Oliver avoided alcohol, unlike other men living a nomadic life, and his life drew speculation from other beggars and some of the people who took notice of him.
“Why does he still beg when he can work?” some people would ask.
“All the money he makes from those petty jobs probably go to drugs,” others would say.
But Oliver did not care. He would simply keep living his way, doing all he thought was right, even on days when everyone around laughed and humiliated him — they had no idea he was simply saving up, but for what?
It went on for several more years until one fateful afternoon, a rough-looking Oliver ambled up to the gates of the orphanage where he grew up.
“What do you want here, old man?” the head of security asked him.
They did not want him to get past the gate because of how unkempt he looked. They also knew him as a beggar, and they thought he had no business with the orphanage.
Even after explaining that he had something to donate to the establishment, security still refused to let him pass. Determined to gain entry, Oliver attempted to force his way in, and in response, the security guards called the police.
“I want to help,” Oliver said.
“How can you help us when you look the way you do? Help yourself then we can talk!” the senior guard said.
“Your director’s name is Marianne? Marianne Breadline? Right?” Oliver asked after a few quiet moments of silence.

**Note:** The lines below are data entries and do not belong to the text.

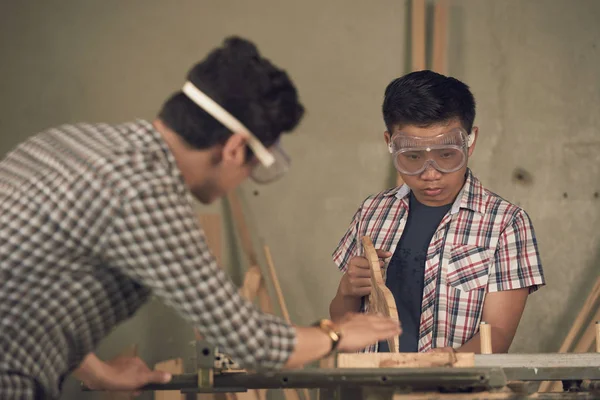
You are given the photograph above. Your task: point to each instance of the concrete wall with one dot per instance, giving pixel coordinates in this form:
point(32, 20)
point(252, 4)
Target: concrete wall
point(533, 66)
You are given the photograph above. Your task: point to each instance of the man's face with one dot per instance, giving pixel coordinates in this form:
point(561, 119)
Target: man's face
point(224, 177)
point(432, 187)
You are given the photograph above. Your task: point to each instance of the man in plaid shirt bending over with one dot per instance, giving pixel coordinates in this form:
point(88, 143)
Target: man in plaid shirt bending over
point(454, 253)
point(95, 217)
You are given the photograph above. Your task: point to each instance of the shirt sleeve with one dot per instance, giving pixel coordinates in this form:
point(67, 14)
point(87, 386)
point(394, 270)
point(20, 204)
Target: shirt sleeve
point(157, 241)
point(516, 262)
point(348, 246)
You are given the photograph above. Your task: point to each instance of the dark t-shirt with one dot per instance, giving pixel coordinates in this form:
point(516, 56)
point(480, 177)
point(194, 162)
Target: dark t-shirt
point(407, 268)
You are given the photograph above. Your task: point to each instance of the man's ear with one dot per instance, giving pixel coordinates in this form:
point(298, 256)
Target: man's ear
point(234, 149)
point(474, 133)
point(387, 138)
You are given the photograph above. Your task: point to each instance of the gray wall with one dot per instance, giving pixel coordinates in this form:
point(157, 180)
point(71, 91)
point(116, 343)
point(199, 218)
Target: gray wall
point(533, 67)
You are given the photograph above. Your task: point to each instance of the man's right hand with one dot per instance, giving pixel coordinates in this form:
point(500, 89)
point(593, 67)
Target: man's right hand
point(356, 282)
point(361, 330)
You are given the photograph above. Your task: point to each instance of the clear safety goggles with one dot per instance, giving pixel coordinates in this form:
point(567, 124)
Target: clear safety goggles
point(272, 164)
point(446, 152)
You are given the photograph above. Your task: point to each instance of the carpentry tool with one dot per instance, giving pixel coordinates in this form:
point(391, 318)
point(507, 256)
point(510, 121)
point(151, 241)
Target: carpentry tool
point(381, 300)
point(489, 377)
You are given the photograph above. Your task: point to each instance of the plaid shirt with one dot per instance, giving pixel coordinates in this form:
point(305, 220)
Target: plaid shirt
point(94, 219)
point(484, 244)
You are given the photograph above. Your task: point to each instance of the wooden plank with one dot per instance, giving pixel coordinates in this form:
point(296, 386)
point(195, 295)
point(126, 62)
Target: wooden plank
point(418, 35)
point(440, 42)
point(174, 366)
point(405, 360)
point(381, 300)
point(582, 317)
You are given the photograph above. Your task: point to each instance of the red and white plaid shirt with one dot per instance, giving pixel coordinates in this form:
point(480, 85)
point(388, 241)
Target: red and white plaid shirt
point(483, 244)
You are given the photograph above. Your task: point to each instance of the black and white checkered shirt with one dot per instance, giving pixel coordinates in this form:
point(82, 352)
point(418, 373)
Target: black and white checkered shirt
point(94, 219)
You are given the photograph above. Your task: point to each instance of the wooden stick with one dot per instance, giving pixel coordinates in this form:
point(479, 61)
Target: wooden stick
point(252, 283)
point(485, 338)
point(575, 330)
point(381, 300)
point(418, 35)
point(275, 281)
point(587, 339)
point(440, 26)
point(242, 228)
point(211, 225)
point(597, 336)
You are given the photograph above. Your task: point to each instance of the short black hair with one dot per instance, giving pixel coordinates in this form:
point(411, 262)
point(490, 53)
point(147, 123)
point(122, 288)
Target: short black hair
point(425, 98)
point(248, 86)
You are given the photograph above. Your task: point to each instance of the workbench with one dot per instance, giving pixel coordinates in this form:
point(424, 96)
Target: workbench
point(494, 376)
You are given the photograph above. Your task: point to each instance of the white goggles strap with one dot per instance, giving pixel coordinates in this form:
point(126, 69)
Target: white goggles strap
point(229, 121)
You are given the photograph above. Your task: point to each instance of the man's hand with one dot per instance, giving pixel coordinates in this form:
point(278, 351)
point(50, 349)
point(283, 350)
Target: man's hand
point(361, 330)
point(119, 374)
point(356, 282)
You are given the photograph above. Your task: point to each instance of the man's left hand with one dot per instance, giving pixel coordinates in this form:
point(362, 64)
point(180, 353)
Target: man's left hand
point(124, 373)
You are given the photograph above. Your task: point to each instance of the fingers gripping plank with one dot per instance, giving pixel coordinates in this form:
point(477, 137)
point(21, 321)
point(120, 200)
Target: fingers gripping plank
point(381, 300)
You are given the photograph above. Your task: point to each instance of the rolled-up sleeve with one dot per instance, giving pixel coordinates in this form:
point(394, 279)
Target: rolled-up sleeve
point(516, 262)
point(155, 240)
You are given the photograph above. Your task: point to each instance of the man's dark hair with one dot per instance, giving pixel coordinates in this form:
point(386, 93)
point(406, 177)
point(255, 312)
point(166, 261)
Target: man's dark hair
point(426, 98)
point(245, 84)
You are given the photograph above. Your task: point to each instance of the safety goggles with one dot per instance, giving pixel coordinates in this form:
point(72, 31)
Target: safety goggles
point(273, 163)
point(446, 152)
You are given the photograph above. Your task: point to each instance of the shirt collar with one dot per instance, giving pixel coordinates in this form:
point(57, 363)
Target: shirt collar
point(471, 197)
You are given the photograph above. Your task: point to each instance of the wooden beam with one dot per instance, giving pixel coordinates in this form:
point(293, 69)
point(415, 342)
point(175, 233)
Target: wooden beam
point(418, 35)
point(440, 41)
point(381, 300)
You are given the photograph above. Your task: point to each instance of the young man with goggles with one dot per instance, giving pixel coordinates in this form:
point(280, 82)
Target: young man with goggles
point(95, 218)
point(453, 253)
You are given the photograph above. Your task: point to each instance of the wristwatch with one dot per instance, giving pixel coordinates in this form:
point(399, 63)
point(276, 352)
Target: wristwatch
point(331, 330)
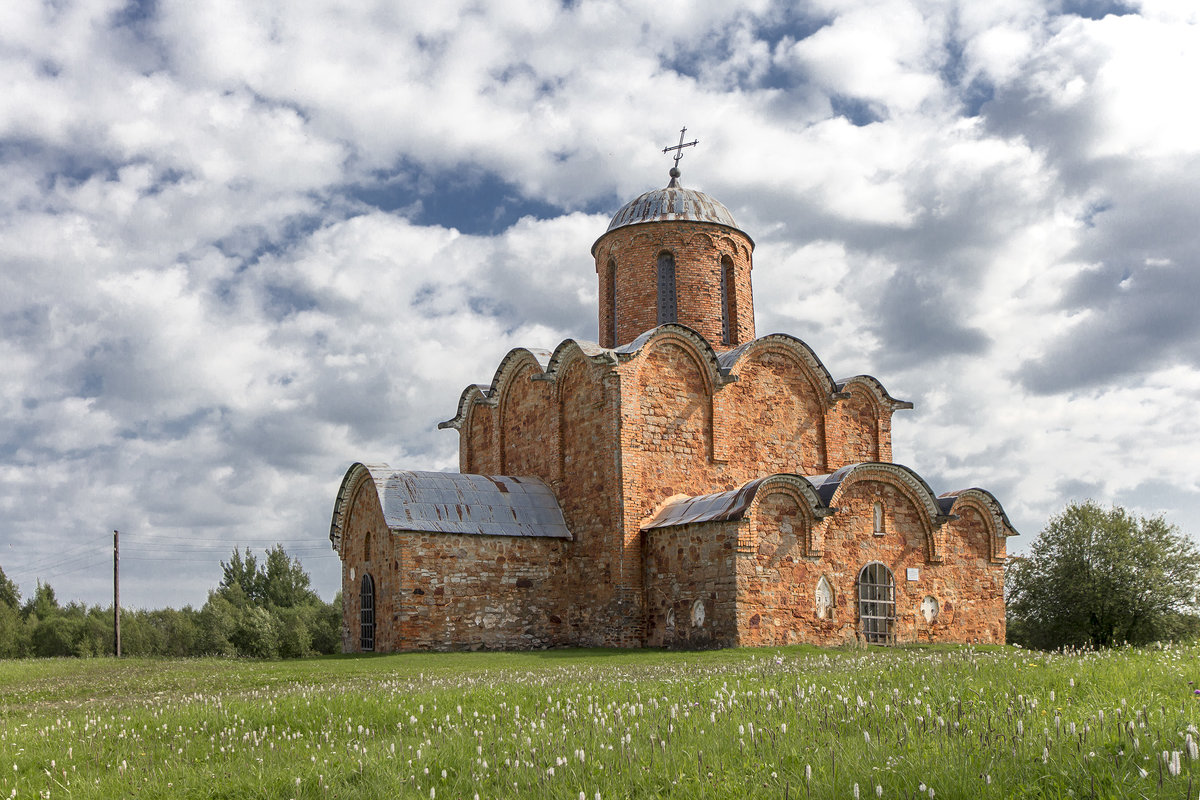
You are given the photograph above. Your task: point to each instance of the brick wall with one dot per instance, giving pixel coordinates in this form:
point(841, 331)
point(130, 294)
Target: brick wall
point(697, 248)
point(778, 584)
point(690, 567)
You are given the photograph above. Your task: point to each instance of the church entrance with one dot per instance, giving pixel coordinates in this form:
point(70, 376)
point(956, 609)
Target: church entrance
point(366, 614)
point(876, 603)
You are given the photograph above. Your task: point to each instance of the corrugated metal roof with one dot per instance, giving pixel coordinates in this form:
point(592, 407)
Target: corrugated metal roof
point(706, 507)
point(453, 503)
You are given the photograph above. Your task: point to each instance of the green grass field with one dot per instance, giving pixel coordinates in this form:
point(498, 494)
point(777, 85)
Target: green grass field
point(796, 722)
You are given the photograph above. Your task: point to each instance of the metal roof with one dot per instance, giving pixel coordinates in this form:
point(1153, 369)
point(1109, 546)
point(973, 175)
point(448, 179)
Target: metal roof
point(672, 203)
point(706, 507)
point(453, 503)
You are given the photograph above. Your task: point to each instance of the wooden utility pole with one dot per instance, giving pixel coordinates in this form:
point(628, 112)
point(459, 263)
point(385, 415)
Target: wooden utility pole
point(117, 589)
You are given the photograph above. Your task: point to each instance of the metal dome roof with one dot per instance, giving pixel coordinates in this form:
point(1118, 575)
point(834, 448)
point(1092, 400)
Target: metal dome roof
point(673, 203)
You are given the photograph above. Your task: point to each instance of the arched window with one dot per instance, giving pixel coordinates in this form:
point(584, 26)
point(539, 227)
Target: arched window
point(876, 603)
point(366, 614)
point(612, 302)
point(825, 599)
point(667, 312)
point(729, 302)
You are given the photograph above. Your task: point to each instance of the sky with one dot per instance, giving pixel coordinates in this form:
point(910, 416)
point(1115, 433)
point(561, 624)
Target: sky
point(245, 245)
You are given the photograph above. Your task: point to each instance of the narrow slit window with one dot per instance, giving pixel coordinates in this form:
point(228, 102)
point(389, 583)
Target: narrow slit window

The guards were surprised that he knew the orphanage overseer’s first and last name, and it gave them pause.
“Get me on the line with her immediately,” the head guard told one of his subordinates who rushed to do his bidding.
They got Marianne on the phone, and she agreed to meet Oliver, but she could not recognize him at first glance. Not that it stopped the man from saying what he had to say.
“You once took care of me when we were younger. You were like an older sister to me when everyone rejected me. 8 years ago I discovered that you now work as a director in this orphanage where we met and were raised. We both know it has never been funded and I know how hard it is for you to keep it afloat so I wanted to help in my little way.”
Marianne was 73 years old and had been his best friend during their childhood. She always took care of him when he needed it, but they had gotten separated after she was adopted.
After his speech, he handed a teary-eyed Marianne a gift check, but she ignored it and hugged him instead.
The check purchased from a famous department store was worth $15,000 which the orphanage could use to buy clothes and toys for their children.
“I know this may not be enough, but I wanted to do something to help you. And the kids,” the homeless man said, making Marianne cry.
She hugged him some more and thanked him for what he had done. But she couldn’t let him go just like that.
“My old friend,” she said. “I always wondered what became of you and I’m happy you turned out to become such a kind-hearted man. If you don’t mind, I’d rather have you help out around here more often — that way you’ll also get to legally occupy one of the rooms built for the workers here. How does being a security guard sound?”
“I couldn’t encroach,” Oliver began to say but was interrupted.
“Nonsense, you belong here, how could you ever encroach,” she said.
They quickly became good friends with Oliver, who impressed them with his hard-working spirit and giving nature. The man remained there, guarding the kids and donating things until he drew his last breath. A life well lived if you ask him.
What did we gain from this story?
Never judge a book by its cover. Oliver looked like a poor homeless person, which is why the guards at the orphanage tried to deny him entry even after he revealed that he just wanted to help. They had all judged him and found him lacking, but he proved them all wrong.
Never forget to give back. Oliver received care from the orphanage as a child, and it made him yearn to give back as an adult even though he had scarce means. He persevered and was able to gather enough to offer, and in return, he found a home.